O espaço dedicado ao diálogo, então, se torna para ela o meio de viabilizar essa mudança. Quando entram no local, patrões e empregados encontram uma pessoa treinada para ouvir e ponderar sobre os casos, antes da decisão do juiz. A experiência é uma exclusividade da 3ª Vara, mas pode ser adotada por outras. “Há inúmeros benefícios. As audiências são mais rápidas, e as partes chegam a uma conclusão com o auxílio da advocacia. Isso dá uma sensação de acolhida maior. Aqui encontramos um caminho razoável para todos os lados. Devagarzinho conseguimos o apoio. Investindo em treinamento, com conciliação de qualidade. Esse esforço já está resultando em bons acordos.” Dessa forma, com parte do percurso resolvido antes de chegar à mesa do juiz, os casos realmente inconciliáveis poderão receber maior atenção.
Martha faz uma reflexão ainda maior. Para ela, além da beligerância, falta a boa vontade para uma escuta ativa. Ao mesmo tempo, todos querem falar, mas ninguém quer ouvir. “Falta empatia e boa comunicação. As empresas poderiam instalar ouvidorias internas, que realmente criassem um ambiente de conciliação interna, para prevenir conflitos. Porque muitas vezes as pessoas vêm aqui porque se sentem violentadas, desconsideradas, agredidas, desprezadas, humilhadas, e, com uma boa comunicação interna, essa prevenção evita mal-entendidos. Enquanto elas não têm isso, essa salinha dá um alento para nós. Aqui as pessoas têm oportunidade de dialogar. Elas confiam no Judiciário.”
ONU: Um chamado interno
Em novembro de 2015, Martha foi a primeira integrante da magistratura brasileira a ser eleita para o cargo de juíza do Tribunal de Apelação do Sistema de Justiça Interna das Nações Unidas (Unat), para um mandato de sete anos. Ocupar o cargo não estava nos planos na juíza. “Li um anúncio por acaso, três dias antes do término das inscrições. Sabe quando você sente um chamado interno? Soube que esse negócio era para mim.” Ela preenchia todos os requisitos objetivos. Já tinha mais de 15 anos de magistratura, formação acadêmica de relevância, fluência em inglês e francês mesmo que a exigência fosse de apenas uma outra língua, atuava na área do trabalho e havia ainda a ênfase nas candidaturas femininas e experiência em métodos de resolução de conflitos . “Não era para mim?”. Depois de passar por todas as etapas, com entrevista, prova escrita, análise de currículo, entre outras, ela acabou ficando com a vaga, após passar pela última fase, que era a política.

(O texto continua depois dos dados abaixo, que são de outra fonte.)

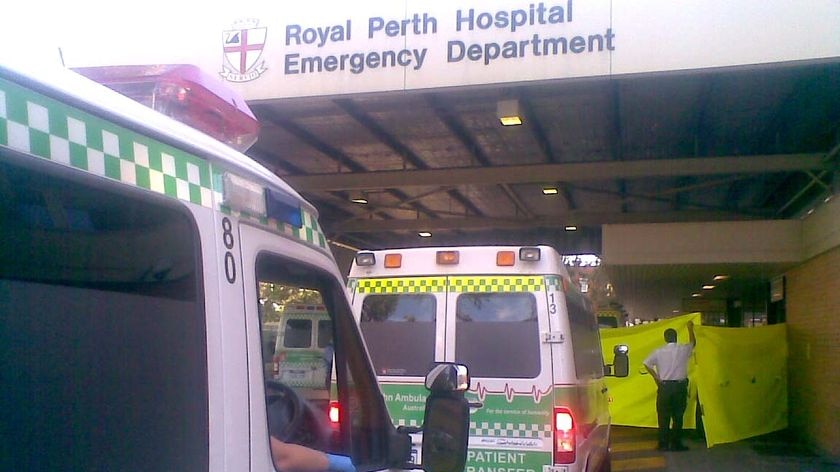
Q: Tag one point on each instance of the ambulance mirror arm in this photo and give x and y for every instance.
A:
(446, 421)
(620, 366)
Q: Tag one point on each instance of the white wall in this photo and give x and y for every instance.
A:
(703, 243)
(821, 230)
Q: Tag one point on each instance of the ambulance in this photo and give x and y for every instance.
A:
(137, 258)
(528, 336)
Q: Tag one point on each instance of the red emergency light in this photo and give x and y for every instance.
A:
(187, 94)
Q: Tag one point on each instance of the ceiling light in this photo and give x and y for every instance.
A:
(508, 112)
(358, 197)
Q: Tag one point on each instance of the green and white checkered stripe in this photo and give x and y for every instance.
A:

“Me senti paralisada, porque não dependia mais de mim. Mas o Itamaraty abraçou a minha campanha e fui eleita com 148 votos. Desde a posse, em julho de 2016, Martha participou de duas sessões. Uma em Nova Iorque (EUA) e outra em Nairóbi, na África. “Foi até uma sessão histórica, porque foi a primeira da ONU na África. Foi ao mesmo tempo uma grande responsabilidade e um enorme aprendizado”, relata.
De Juiz de Fora para o mundo, Martha diz levar a modéstia, o otimismo, a dedicação e a concentração. “São características bem mineiras, bem interioranas. Não é meu objetivo obter logo o reconhecimento. Eu quero plantar. Levantar as boas questões, trazer novas reflexões, arejar.” O contato com outras culturas e formações em seu conceito mais amplo, não restrito à área jurídica, tem trazido intenso conhecimento para ela.
Juiz de Fora
Para Juiz de Fora e para todo o mundo, ela deseja que as pessoas passem a pensar mais no público, no coletivo, e menos nelas mesmas apenas. “É preciso pensar em si mesmo para ter condições de crescer. Mas é preciso olhar para os outros. A partir daí, todos se tornam mais educados, mais gentis. Você pode falar qualquer coisa, tudo depende da maneira como você fala. Especialmente no âmbito do Judiciário. Precisamos usar uma linguagem menos violenta. Se a gente se preocupa em ser educado, honesto e não ferir o outro, isso reflete em toda sociedade.”